After the read, in a subsequent occurrence of random hare in unthinkable places, I up and decided to make fish. But I didn’t feel like a can of fish, and although we know it’s good for us, I rarely make fish anymore because I can’t stand the smell in the house.  And then, the phrase “cedar-plank” popped into my head.


Oh yeah. Cedar plank.

I did a quick search online, and noticed that my local warehouse store had 6 for $10. Perfect. Because said store also has amazing seafood, to include hugemongous slabs of sustainably-farmed salmon, that serendipitously, were the perfect size for the planks that had dove into my cart as I was walking by.

And what goes better with cedar-planked salmon? Roasted veggies and quinoa! Duh!

So…back at home:

– Cedar plank soaking in water for 2 hours.

– Went to an appointment, then picked up some veggies.

– This meal’s veggies included baby carrots, broccolini and brown crimini mushrooms. The only thing I cut was the stems off the broccolini. Everything else stayed large and in charge, as it should be, when roasting veggies. I threw everything in a bowl, with olive oil, kosher salt and pepper. I think this is a place where you can overdo it a bit on the olive oil and it would be okay.

– Oven on at 400 degrees. When fully heated, veggies get thrown on a foil-covered baking sheet and thrown in the oven for about 20-30 minutes or until they look, well….roasted. Give a quick flip halfway through, then spread the back out again on the foil.

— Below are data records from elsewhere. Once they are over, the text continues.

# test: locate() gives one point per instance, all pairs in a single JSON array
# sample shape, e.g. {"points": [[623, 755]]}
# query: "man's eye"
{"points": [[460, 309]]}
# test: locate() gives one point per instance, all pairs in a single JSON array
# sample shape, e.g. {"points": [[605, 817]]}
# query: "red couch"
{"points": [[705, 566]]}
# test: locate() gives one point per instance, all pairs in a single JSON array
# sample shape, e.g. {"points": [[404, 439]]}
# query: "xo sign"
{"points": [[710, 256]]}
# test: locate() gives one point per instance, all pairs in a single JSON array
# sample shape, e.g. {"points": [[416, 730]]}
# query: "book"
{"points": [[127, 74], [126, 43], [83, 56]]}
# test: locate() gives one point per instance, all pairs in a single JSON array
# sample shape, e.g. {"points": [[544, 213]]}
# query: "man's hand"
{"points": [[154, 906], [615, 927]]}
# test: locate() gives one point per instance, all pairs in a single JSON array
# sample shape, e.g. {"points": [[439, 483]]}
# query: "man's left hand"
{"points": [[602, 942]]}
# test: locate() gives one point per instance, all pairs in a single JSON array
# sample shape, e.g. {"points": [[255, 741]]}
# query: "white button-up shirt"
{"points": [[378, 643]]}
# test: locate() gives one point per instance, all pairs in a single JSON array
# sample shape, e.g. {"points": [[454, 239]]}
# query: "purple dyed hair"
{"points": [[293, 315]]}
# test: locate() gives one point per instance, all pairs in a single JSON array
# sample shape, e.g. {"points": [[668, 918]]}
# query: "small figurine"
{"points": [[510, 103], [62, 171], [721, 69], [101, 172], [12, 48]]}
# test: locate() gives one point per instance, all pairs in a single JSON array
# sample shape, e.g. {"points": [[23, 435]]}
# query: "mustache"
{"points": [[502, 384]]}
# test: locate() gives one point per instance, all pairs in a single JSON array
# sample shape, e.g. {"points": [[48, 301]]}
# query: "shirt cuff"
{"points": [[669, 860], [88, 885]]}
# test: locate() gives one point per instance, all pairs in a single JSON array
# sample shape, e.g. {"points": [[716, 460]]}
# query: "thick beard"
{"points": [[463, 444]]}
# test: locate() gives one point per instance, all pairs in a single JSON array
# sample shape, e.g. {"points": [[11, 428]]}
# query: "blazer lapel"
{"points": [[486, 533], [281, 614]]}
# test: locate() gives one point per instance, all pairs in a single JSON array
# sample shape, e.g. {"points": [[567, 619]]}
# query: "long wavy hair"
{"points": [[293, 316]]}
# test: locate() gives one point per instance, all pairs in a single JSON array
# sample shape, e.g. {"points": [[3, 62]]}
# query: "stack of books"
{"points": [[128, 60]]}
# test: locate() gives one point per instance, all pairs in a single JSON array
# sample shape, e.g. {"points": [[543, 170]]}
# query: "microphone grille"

– After the veggies go in, the grill got turned on at high for a pre-heat.When heated, salmon checked for bones (thank you Costco for having them all removed for me), and laid skin side down on the cedar-plank, kosher salted, peppered, then blanketed with 4 cloves of sliced garlic, 1/2 white onion rings, and a drizzle of spanish olive oil.

– Plank on grill, timed for about 20 minutes. Keep a spray bottle on hand to spray on plank flareups. The planks are supposed to get a little firey, so don’t be scared.

– While waiting for veggies and fish, prep the quinoa. One cup grains to 2 cups water, and I like to put about a 3/4 cube of bullion. Usually one cube works for 2 cups of water, but I was afraid the grains would be too salty. I’m glad I cut off a quarter cube; it worked out perfectly.

I didn’t think there would be much of a difference, and I purposely kept the spices to just salt and pepper (which is REALLY difficult for me to do) because I wanted to taste the simple flavors of good, fresh food prepared in delicious ways.

My goodness, all of that was worth the effort. And there really wasn’t much effort to be honest. Soak the dang cedar-plank before you leave for errands. Or start the soak in the morning before work. Salmon is easy to find with the skin on. Buy it! Use a dry rub if you want, or try different ingredients on top, like tomato and basil, or lemon and thyme. Rosemary and orange slices, anyone? I mean the possibilities are endless. The veggies I got were perfect, as they needed little preparation, save for the broccoli stem chops and the cleaning off of mushrooms; not much different than what I normally do when I prep veggies. And quinoa is incredibly easy. Also, we may have been drinking a lovely sauvignon blanc.

I guess what I’m saying here is that I’d like to wrap up this post in my usual way, which is to say, just do it. Do the cedar planking to whatever type of meat you want (well, except for things like steak, because you usually do not want to slow-cook steak, you rather want to quickly sear it and get a little red out). Start with fish. It’s easy. But then move on to chicken, and then tell me about it. You can do ribs too. That will be about three tries down the road.

Which is fine, because I have five more planks with which to experiment.